Shiber S, Larson E
Holist Nurs Pract. 1991 Apr;5(3):57-66.
It may not be possible to attribute certain patient outcomes to the process of caring. However, there is progress in that direction. For example, the components and indicators of the process of caring, as perceived by the patient and the nurse, have been described in a number of recent studies, and several nursing leaders (eg, Benner, Watson) have suggested language and philosophic frameworks within which caring processes can be examined, studied, and tested. But more needs to be done. The individual nurse can no longer be held accountable for ensuring a caring relationship in the absence of educational, organizational, and professional structures that create a milieu in which caring is possible. Hence more attention to the structural components of caring is needed. Last, we must begin to think of caring as a process, not as an end in itself. As with all aspects of nursing practice, the relationship of care to patient outcomes deserves more attention. A first step is to define these patient outcomes and goals; then we can begin to link the caring process to them.

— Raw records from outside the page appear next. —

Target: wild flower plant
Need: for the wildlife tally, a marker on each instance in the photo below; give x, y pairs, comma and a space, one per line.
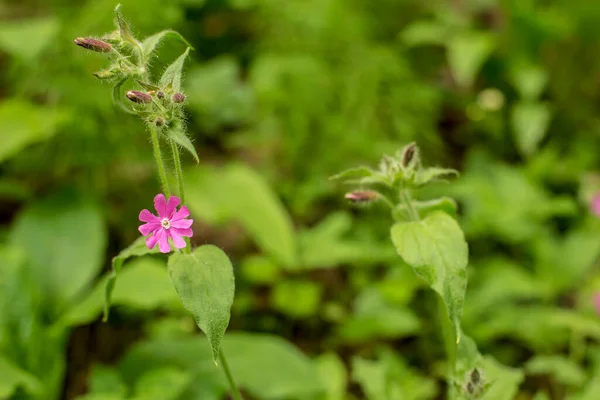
203, 277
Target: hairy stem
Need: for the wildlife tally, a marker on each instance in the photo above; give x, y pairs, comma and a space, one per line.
234, 390
159, 163
413, 214
180, 185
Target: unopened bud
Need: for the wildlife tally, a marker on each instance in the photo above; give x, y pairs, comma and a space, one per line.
475, 376
364, 196
178, 98
139, 97
93, 44
409, 154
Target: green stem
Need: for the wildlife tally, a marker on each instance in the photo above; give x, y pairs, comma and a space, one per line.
413, 214
180, 185
234, 390
159, 163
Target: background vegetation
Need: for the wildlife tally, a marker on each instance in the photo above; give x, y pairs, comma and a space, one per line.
281, 95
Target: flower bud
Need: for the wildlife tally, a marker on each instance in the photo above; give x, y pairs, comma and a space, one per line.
93, 44
139, 97
178, 98
408, 154
363, 196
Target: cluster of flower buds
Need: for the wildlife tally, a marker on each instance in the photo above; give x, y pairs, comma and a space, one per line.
94, 45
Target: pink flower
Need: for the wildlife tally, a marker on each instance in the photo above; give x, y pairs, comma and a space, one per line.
169, 224
595, 205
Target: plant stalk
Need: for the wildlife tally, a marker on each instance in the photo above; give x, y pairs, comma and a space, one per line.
180, 185
413, 214
159, 163
234, 390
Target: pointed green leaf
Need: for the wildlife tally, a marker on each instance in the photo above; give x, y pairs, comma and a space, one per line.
149, 44
530, 122
495, 381
466, 54
64, 237
177, 135
13, 377
205, 284
172, 75
136, 249
436, 249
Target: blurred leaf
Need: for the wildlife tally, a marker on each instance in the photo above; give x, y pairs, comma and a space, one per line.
23, 124
435, 248
501, 202
124, 29
150, 43
530, 122
172, 76
239, 193
106, 380
266, 366
299, 299
205, 284
177, 135
495, 283
136, 249
326, 246
373, 319
333, 375
218, 97
496, 382
163, 383
421, 33
561, 368
143, 285
27, 39
467, 52
13, 377
529, 80
389, 378
64, 238
353, 173
260, 270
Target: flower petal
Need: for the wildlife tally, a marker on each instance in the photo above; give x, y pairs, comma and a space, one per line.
182, 223
146, 229
187, 232
172, 205
163, 241
152, 240
181, 214
177, 239
161, 206
147, 216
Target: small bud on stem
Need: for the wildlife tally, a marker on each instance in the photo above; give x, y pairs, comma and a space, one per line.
93, 44
408, 154
139, 97
362, 197
178, 98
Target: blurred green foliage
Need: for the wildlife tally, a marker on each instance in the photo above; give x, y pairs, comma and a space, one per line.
282, 95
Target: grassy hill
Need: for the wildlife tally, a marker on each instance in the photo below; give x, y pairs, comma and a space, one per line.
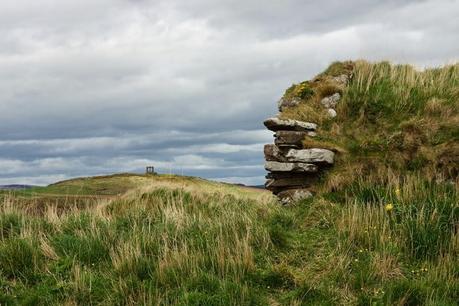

可能无法将某些患者的治疗结果归因于护理过程。然而,在这个方向上已经取得了进展。例如,患者和护士所感知的护理过程的组成部分和指标,在最近的一些研究中已有描述,并且几位护理领导者(如本纳、沃森)已经提出了可以对护理过程进行审视、研究和测试的语言和哲学框架。但仍有更多工作要做。在缺乏能够营造护理环境的教育、组织和专业结构的情况下,不能再要求个体护士对确保建立护理关系负责。因此,需要更多地关注护理的结构组成部分。最后,我们必须开始将护理视为一个过程,而不是将其本身视为目的。与护理实践的所有方面一样,护理与患者治疗结果之间的关系值得更多关注。第一步是定义这些患者治疗结果和目标;然后我们可以开始将护理过程与它们联系起来。